Registered for my 2nd attempt the day I got my results back for the first attempt and only had 1.5 months or so to prep for the 2nd attempt. Unfortunately, got super busy with work and personal life and wasn't able to study till I had about a week left. Studied about 3 hours each day that week, just read through the NCEES Reference manual and looked up anything I was having trouble with. On the weekend I spent about 7 or 8 hours each day and went through the NCEES Practice exam in depth. Really studied each problem and referenced everything in the manual. Took the exam on the following Monday, decided to keep a tally of the questions I was sure I got correct and managed to get exactly 70% that I was sure about. This time around, the exam did feel harder than the first attempt but could've been just the pressure getting to me. There were 4 or 5 questions that I had no idea how to answer or my answers were not even in the ballpark of the options provided. 

Started second guessing everything after I got out of the exam and convinced myself I wasn't going to pass after how little time I had spent studying. Was happy to get my results this week and see I passed. 
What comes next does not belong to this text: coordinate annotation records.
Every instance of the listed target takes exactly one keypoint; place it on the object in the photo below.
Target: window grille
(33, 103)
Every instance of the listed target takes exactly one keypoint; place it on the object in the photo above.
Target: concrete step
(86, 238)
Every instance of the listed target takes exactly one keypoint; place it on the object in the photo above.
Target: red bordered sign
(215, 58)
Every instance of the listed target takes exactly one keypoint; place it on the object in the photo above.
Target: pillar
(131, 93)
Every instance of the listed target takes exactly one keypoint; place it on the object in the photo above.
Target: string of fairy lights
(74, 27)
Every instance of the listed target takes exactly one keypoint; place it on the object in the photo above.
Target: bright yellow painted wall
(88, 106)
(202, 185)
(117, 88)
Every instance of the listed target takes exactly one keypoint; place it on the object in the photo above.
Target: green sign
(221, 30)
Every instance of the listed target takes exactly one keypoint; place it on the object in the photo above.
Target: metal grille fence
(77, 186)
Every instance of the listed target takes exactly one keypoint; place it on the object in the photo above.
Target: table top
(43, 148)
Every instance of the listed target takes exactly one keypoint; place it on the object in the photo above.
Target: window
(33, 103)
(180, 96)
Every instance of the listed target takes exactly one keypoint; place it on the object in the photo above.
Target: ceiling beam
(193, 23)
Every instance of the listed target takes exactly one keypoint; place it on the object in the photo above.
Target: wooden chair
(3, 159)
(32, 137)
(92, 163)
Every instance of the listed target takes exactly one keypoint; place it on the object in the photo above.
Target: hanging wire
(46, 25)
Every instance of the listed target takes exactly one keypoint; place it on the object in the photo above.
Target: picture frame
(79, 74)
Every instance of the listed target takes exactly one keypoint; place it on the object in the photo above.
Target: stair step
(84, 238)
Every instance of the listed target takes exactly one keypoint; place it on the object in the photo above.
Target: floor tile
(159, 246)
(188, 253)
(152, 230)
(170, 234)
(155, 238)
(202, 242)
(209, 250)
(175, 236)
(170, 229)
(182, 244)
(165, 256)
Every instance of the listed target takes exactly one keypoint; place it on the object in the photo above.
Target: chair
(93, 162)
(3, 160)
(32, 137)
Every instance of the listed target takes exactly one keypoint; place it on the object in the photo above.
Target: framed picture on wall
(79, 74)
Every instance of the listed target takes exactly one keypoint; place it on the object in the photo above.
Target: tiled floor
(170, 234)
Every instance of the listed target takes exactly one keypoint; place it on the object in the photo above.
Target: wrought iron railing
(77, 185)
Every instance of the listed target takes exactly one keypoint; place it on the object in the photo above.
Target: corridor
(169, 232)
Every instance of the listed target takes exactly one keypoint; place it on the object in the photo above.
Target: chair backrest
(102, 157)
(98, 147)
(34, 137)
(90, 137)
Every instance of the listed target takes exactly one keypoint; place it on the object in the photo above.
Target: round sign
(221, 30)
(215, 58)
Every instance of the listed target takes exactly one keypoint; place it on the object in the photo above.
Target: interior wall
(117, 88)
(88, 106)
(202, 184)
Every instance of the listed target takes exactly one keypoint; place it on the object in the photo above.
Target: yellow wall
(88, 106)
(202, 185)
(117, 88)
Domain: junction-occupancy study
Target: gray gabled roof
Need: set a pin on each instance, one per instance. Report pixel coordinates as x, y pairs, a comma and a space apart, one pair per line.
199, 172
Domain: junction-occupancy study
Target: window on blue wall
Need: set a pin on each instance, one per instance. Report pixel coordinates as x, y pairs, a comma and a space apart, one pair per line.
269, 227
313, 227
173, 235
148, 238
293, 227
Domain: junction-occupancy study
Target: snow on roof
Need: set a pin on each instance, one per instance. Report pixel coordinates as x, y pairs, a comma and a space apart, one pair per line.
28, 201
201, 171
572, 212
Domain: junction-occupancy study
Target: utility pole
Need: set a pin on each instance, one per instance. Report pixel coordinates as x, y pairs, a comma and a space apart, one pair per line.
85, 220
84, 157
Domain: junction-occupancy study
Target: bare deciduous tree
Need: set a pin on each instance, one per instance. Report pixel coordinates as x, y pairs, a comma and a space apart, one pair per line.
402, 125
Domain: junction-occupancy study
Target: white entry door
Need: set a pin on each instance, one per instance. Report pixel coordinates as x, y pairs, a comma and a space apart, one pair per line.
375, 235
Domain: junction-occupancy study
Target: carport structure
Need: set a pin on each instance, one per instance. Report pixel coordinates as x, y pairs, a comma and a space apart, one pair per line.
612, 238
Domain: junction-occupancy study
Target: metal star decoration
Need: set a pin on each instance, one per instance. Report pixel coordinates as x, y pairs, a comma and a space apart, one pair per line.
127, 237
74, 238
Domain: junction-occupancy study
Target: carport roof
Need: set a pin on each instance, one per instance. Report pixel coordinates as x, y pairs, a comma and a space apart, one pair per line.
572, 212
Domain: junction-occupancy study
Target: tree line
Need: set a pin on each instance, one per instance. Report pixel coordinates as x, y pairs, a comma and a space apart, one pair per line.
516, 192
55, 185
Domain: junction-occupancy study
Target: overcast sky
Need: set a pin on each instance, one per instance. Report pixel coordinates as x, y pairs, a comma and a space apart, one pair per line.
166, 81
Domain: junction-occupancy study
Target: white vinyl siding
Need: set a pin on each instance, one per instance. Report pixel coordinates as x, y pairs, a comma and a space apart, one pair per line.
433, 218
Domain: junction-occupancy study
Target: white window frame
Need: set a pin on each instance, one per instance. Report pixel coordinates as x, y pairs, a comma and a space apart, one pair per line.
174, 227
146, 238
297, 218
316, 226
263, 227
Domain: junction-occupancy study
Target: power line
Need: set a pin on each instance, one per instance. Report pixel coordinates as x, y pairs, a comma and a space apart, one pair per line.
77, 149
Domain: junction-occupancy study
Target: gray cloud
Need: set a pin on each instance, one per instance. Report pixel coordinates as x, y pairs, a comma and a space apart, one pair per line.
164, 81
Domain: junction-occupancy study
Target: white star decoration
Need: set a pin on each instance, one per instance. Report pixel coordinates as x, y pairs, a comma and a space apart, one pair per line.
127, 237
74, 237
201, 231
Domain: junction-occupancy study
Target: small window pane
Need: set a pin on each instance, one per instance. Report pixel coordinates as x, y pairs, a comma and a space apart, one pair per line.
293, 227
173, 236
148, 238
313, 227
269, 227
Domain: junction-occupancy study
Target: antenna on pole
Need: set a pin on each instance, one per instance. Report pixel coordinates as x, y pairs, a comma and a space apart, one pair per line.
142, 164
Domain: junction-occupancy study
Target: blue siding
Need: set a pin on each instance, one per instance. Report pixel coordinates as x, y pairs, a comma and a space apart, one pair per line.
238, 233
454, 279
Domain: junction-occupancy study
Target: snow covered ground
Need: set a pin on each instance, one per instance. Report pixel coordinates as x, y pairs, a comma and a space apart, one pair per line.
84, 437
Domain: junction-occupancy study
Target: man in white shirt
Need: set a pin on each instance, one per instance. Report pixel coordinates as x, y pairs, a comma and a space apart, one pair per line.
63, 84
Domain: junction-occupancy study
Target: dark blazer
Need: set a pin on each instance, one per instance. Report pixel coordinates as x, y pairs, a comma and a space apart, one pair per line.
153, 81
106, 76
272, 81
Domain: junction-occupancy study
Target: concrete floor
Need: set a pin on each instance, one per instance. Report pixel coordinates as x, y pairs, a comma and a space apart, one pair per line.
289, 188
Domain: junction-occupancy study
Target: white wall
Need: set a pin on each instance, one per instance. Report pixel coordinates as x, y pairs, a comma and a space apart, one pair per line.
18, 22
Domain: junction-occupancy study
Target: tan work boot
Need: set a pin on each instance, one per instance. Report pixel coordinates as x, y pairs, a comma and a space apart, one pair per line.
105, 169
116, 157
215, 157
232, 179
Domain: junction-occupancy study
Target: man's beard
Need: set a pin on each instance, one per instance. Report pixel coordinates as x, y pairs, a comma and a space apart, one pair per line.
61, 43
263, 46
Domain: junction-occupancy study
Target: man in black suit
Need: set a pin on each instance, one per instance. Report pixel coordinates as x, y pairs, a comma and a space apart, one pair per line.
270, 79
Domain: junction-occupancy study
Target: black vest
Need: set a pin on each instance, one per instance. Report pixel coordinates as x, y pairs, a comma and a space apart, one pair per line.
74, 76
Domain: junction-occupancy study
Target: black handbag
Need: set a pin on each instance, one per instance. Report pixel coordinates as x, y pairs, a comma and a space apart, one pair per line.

To anyone taking the exam anytime soon, just think of this as another exam, the more stressed out you are the harder it will be imo. Use the reference manual as your guide and get comfort from the engineering experience you might've acquired through the years. The mindset and strategies you have gained at work will help you on the exam more than you might realize, that's what I relied heavily on for my exam.

References Used:
NCEES Reference Manual
NCEES Practice Exam


----------